At the end of the third Punic war (149-146 B.C.), the ruin of the Carthaginians was complete. Hannibal had died a fugitive and a suicide. His nation had not a single ship upon the seas, nor a foot of territory upon the earth, and the great city of Carthage was plowed and sowed with salt. Rome had been used by Fate to fulfill her stern decree--"Delenda est Carthago."

It was really only a limited portion of the Peninsula; a fringe of provinces upon the south and east coast, which had been under Carthaginian and now acknowledged Roman dominion. Beyond these the Keltiberian tribes in the center formed a sort of confederation, and consented to certain alliances with the Romans; while beyond them, intrenched in their own impregnable mountain fastnesses, were brave, warlike, independent tribes, which had never known anything but freedom, whose names even, Rome had not yet heard. The stern virtue and nobility of Scipio proved a delusive promise. Rome had not an easy task, and other and brutal methods were to be employed in subduing stubborn tribes and making of the whole a Latin nation. In one of the defiles of the Pyrenees there may now be seen the ruins of fortifications built by Cato the Elder, not long after Scipio, which show how early those free people in the north were made to feel the iron heel of the master and to learn their lesson of submission.

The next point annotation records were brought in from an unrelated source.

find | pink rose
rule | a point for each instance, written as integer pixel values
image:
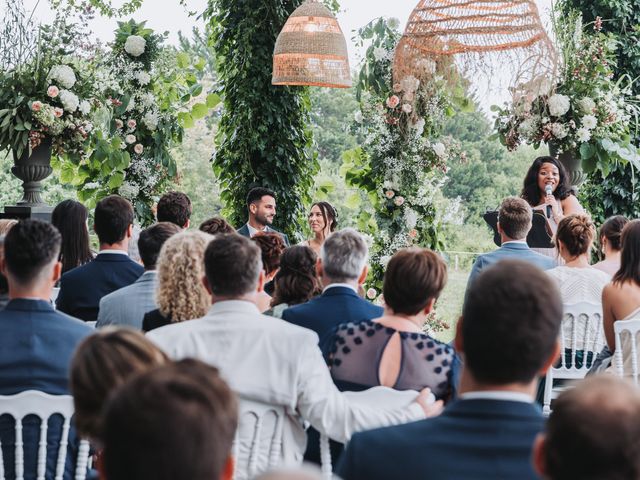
(53, 91)
(393, 101)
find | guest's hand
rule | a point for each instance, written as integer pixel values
(427, 401)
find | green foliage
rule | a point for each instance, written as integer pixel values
(263, 137)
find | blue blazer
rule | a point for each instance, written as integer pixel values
(471, 439)
(82, 288)
(335, 306)
(36, 346)
(244, 231)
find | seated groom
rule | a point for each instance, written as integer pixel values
(507, 336)
(261, 205)
(36, 342)
(82, 288)
(342, 268)
(128, 305)
(267, 360)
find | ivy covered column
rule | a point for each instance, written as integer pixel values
(263, 137)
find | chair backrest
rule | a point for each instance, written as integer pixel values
(44, 406)
(624, 357)
(383, 398)
(258, 443)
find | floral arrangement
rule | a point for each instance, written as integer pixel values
(586, 112)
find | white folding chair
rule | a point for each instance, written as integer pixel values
(258, 443)
(384, 398)
(631, 327)
(584, 320)
(44, 406)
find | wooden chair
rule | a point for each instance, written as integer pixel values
(584, 318)
(43, 406)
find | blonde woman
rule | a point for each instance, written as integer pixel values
(180, 294)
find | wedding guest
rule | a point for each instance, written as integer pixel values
(70, 218)
(180, 294)
(544, 173)
(323, 220)
(272, 246)
(174, 421)
(621, 297)
(593, 433)
(342, 267)
(508, 336)
(261, 205)
(269, 360)
(36, 341)
(216, 225)
(296, 281)
(102, 363)
(610, 236)
(128, 305)
(82, 288)
(175, 207)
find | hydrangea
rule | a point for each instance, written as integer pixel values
(63, 74)
(69, 100)
(559, 105)
(135, 45)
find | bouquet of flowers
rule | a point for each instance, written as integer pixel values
(587, 112)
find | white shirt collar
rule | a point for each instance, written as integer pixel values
(345, 285)
(497, 395)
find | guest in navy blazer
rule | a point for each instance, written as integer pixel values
(82, 288)
(508, 336)
(36, 342)
(342, 268)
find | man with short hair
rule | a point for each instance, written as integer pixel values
(82, 288)
(342, 268)
(128, 305)
(267, 360)
(593, 432)
(514, 223)
(508, 337)
(261, 204)
(174, 422)
(175, 207)
(36, 342)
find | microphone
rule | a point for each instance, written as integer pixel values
(549, 191)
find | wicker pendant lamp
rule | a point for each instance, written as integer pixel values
(311, 50)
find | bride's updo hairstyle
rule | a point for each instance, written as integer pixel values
(576, 232)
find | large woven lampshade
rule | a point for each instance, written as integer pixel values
(311, 50)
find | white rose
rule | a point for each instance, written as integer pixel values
(69, 100)
(559, 105)
(135, 45)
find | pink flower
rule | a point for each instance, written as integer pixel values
(393, 101)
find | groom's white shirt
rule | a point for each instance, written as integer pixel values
(271, 361)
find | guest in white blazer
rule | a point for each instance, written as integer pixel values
(270, 361)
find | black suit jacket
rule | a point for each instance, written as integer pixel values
(82, 288)
(472, 439)
(244, 231)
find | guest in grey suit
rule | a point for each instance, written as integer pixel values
(514, 222)
(128, 305)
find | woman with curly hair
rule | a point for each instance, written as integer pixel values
(180, 293)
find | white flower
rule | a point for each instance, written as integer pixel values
(583, 135)
(587, 105)
(84, 107)
(439, 149)
(559, 104)
(135, 45)
(589, 122)
(69, 100)
(143, 78)
(63, 74)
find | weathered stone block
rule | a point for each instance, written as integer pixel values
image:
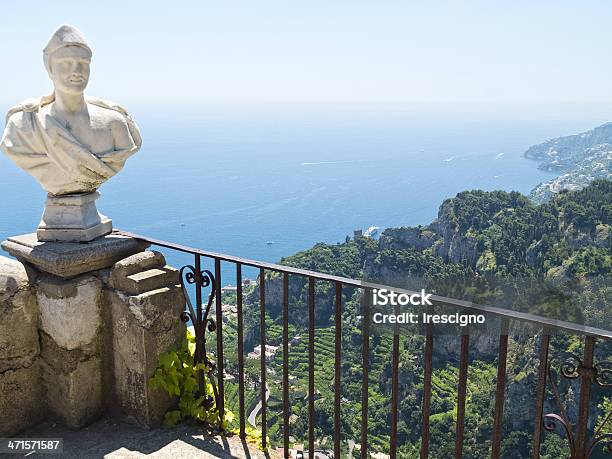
(21, 399)
(75, 397)
(133, 264)
(144, 327)
(148, 280)
(18, 317)
(70, 310)
(69, 259)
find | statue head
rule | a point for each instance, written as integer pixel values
(67, 57)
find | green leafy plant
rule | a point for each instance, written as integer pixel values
(176, 374)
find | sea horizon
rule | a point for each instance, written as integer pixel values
(265, 181)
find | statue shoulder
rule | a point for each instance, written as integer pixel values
(117, 113)
(31, 105)
(113, 107)
(16, 114)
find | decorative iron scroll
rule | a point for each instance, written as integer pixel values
(572, 367)
(199, 317)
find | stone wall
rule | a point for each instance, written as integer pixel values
(21, 391)
(74, 348)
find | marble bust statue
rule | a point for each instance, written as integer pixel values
(70, 143)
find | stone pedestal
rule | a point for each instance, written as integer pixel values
(22, 401)
(73, 218)
(82, 332)
(70, 259)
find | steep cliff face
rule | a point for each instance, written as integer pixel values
(596, 164)
(562, 153)
(581, 158)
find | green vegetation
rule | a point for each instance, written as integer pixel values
(492, 247)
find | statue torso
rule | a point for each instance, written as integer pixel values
(93, 129)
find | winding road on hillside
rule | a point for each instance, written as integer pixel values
(257, 409)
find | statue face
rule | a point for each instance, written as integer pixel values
(69, 69)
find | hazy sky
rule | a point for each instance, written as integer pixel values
(320, 50)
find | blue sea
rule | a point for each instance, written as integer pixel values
(266, 181)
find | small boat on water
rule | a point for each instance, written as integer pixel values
(372, 231)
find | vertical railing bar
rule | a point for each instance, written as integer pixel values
(500, 392)
(365, 383)
(394, 388)
(540, 394)
(427, 370)
(461, 394)
(311, 338)
(240, 349)
(586, 379)
(220, 363)
(262, 358)
(286, 365)
(337, 370)
(199, 327)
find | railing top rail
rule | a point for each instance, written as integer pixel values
(545, 322)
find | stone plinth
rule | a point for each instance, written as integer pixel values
(146, 304)
(22, 395)
(73, 218)
(75, 346)
(70, 259)
(71, 340)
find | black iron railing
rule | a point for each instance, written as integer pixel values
(582, 368)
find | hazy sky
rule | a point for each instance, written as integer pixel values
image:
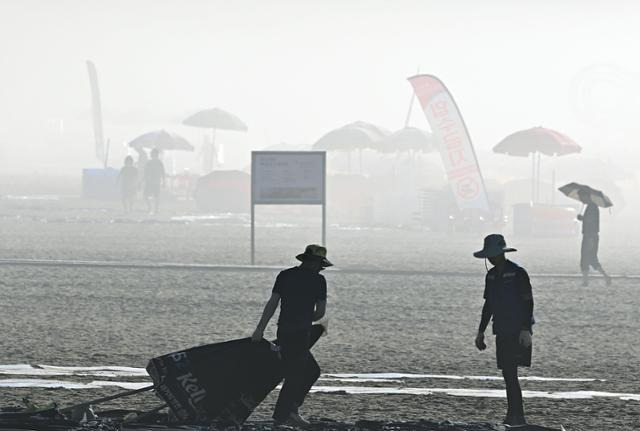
(293, 70)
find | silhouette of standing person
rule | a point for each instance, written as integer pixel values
(301, 292)
(590, 239)
(509, 301)
(154, 180)
(128, 179)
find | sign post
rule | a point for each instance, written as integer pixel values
(288, 178)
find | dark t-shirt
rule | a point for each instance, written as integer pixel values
(299, 290)
(507, 297)
(591, 220)
(153, 173)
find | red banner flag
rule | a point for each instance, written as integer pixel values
(453, 142)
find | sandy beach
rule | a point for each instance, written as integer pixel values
(400, 347)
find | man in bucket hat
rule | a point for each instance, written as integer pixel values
(302, 293)
(509, 300)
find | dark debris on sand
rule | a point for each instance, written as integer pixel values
(53, 420)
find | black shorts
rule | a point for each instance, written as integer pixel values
(589, 253)
(510, 352)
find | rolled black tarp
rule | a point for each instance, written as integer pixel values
(221, 382)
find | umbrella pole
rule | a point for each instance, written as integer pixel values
(539, 176)
(553, 186)
(214, 152)
(533, 177)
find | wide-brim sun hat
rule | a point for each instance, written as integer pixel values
(315, 252)
(494, 245)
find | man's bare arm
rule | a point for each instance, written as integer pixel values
(268, 312)
(320, 311)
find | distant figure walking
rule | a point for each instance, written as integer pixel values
(302, 292)
(509, 300)
(590, 239)
(128, 180)
(154, 181)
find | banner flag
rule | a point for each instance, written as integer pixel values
(96, 110)
(453, 142)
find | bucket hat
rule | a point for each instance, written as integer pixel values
(315, 252)
(494, 245)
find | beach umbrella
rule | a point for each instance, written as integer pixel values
(214, 119)
(534, 142)
(537, 140)
(408, 139)
(576, 191)
(356, 136)
(161, 140)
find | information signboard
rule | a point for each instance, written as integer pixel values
(288, 178)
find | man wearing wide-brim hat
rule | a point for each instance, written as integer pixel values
(509, 301)
(302, 293)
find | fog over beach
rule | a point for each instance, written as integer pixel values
(98, 278)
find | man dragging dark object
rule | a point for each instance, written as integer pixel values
(508, 298)
(302, 290)
(590, 239)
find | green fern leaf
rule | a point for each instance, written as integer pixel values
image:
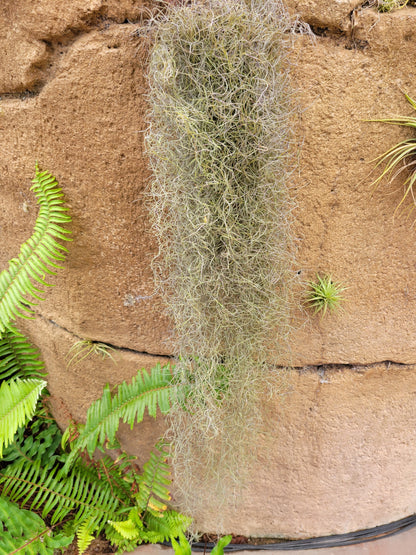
(39, 441)
(18, 357)
(25, 532)
(56, 494)
(168, 525)
(26, 274)
(151, 391)
(128, 529)
(85, 535)
(18, 400)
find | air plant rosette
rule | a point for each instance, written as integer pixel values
(400, 159)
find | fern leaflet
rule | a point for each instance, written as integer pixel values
(38, 255)
(128, 404)
(18, 400)
(18, 357)
(56, 494)
(25, 532)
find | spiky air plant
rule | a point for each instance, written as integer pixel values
(324, 295)
(400, 159)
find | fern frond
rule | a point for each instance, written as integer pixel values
(151, 391)
(25, 532)
(18, 357)
(155, 481)
(56, 494)
(18, 400)
(39, 441)
(129, 529)
(168, 525)
(26, 274)
(85, 536)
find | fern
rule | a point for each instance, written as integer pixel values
(18, 400)
(85, 535)
(169, 525)
(38, 255)
(39, 441)
(56, 494)
(128, 404)
(25, 532)
(18, 357)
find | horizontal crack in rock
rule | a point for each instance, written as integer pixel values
(109, 345)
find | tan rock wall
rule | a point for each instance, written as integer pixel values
(338, 454)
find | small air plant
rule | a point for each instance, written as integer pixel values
(84, 348)
(400, 158)
(324, 295)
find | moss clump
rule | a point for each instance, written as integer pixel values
(219, 145)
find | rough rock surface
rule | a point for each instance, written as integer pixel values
(340, 451)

The century which followed Scipio's conquest was one of dire experience for Spain. A Roman army was trampling out every vestige of freedom in provinces which had known nothing else; and more than that, Roman diplomacy was making of their new possession a fighting ground for the civil war which was then raging at Rome; and partisans of Marius and of Sylla were using and slaughtering the native tribes in their own desperate struggle. Roman rule was arrogant and oppressive, Roman governors cruel, arbitrary, and rapacious, and the boasted "Roman virtue" seemed to have been left in Rome, when treaties were made only to be violated at pleasure.